I'm slogging to the end of Kevin Phillips' American Theocracy and may yet provide a brilliant summation. But meanwhile, here's some of the good stuff:
The Bush administration energy legislation enacted in 2005 left the global energy markets sufficiently unimpressed that oil prices made new highs. Skeptics observed that the most important sections of the bill were those deleted at various stages, meaningful provisions requiring the government to find ways of reducing U.S. oil demand, automakers to improve efficiency, and utilities to generate 10 percent of electricity from renewable energy sources. Powerful constituencies found such strictures unacceptable, although the federal government had raised the standards of energy efficiency for refrigerators, for example, six times since the 1970s with enough success that comparable new units use only one-fourth as much electricity. Any remotely similar gain in automobile and truck efficiency would go a long way to ease oil-import demands.

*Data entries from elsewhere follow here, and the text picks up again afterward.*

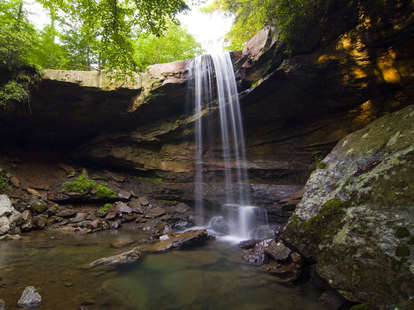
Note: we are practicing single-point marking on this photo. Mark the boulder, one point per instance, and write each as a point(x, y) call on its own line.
point(10, 218)
point(257, 255)
point(129, 257)
point(30, 298)
point(183, 240)
point(278, 251)
point(356, 217)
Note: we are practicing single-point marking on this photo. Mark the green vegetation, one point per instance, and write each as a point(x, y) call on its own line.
point(149, 179)
point(251, 16)
point(84, 185)
point(105, 208)
point(4, 184)
point(125, 36)
point(102, 190)
point(170, 202)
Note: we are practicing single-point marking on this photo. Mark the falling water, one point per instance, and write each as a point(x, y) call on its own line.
point(237, 213)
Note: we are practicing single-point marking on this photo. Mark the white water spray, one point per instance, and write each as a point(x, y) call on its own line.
point(238, 218)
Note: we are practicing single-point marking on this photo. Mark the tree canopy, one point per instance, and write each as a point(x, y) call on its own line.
point(87, 34)
point(253, 15)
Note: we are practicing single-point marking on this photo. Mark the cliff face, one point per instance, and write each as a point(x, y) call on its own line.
point(352, 66)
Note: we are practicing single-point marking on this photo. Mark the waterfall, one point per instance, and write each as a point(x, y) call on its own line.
point(214, 82)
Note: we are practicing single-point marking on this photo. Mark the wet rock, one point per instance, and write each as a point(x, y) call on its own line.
point(122, 243)
point(181, 208)
point(80, 216)
point(38, 206)
point(30, 298)
point(219, 224)
point(69, 170)
point(181, 225)
point(9, 217)
point(333, 300)
point(263, 232)
point(115, 224)
point(9, 237)
point(186, 239)
point(155, 212)
point(65, 212)
point(284, 273)
point(354, 219)
point(122, 208)
point(143, 201)
point(111, 215)
point(40, 221)
point(278, 251)
point(257, 256)
point(27, 220)
point(124, 195)
point(248, 244)
point(129, 257)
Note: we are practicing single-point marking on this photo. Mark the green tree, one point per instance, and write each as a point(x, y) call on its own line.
point(175, 44)
point(253, 15)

Amen. In my hometown house, a generously sized new fridge runs on "vacation mode" consuming no more electricity than a 75-watt bulb. In my sister's garage sits a beloved family milk dispenser that the dairy once installed in our house, so it could deliver milk in three-gallon cans, two at a time, as if to a restaurant.

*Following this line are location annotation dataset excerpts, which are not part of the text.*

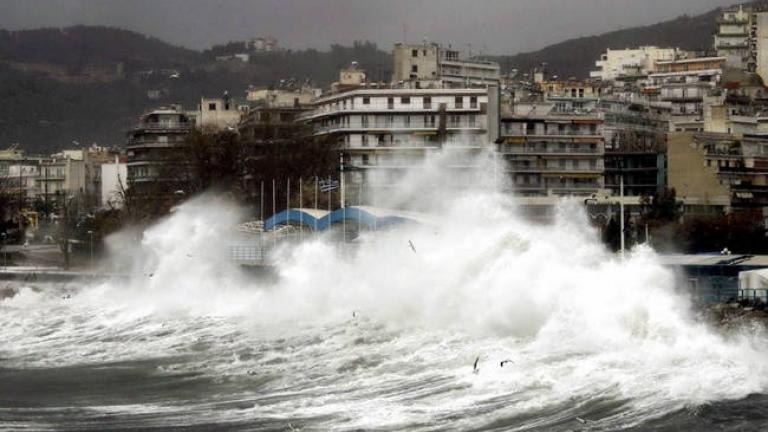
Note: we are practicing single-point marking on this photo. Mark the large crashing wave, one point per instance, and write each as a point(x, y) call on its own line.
point(579, 322)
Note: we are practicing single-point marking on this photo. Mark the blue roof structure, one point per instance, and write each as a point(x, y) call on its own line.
point(321, 219)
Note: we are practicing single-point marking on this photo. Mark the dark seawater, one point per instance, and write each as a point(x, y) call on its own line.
point(89, 368)
point(382, 338)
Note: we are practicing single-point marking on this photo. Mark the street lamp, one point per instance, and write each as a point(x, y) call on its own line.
point(90, 242)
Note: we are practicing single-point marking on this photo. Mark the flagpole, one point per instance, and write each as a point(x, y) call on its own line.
point(301, 214)
point(261, 211)
point(274, 212)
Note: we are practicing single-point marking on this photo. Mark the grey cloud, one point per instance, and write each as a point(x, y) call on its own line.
point(495, 26)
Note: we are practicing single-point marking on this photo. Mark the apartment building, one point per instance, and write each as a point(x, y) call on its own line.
point(683, 85)
point(710, 170)
point(550, 153)
point(630, 64)
point(216, 114)
point(154, 141)
point(385, 133)
point(635, 147)
point(430, 65)
point(734, 39)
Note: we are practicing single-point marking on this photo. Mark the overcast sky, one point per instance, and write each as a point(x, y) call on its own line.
point(495, 26)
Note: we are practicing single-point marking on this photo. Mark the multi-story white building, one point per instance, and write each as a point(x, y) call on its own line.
point(632, 63)
point(551, 153)
point(429, 65)
point(735, 37)
point(154, 141)
point(219, 113)
point(683, 85)
point(385, 133)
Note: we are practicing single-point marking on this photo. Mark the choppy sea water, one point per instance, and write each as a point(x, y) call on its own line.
point(384, 338)
point(68, 366)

Over the years, it evolved into a beer cooler. It still works, but now sits idle because it consumes so much energy and throws off so much heat. It's instructive to see it beside my brother-in-law's restored '68 Mustang, which stinks when it idles but otherwise gets gas mileage about equal to a new Denali's.
Meanwhile, Congressional Republicans fantasize about sending out $100 gas tax rebates or releasing some of the strategic oil reserve to mollify people who've made bad choices — instead of kicking some automaker butt.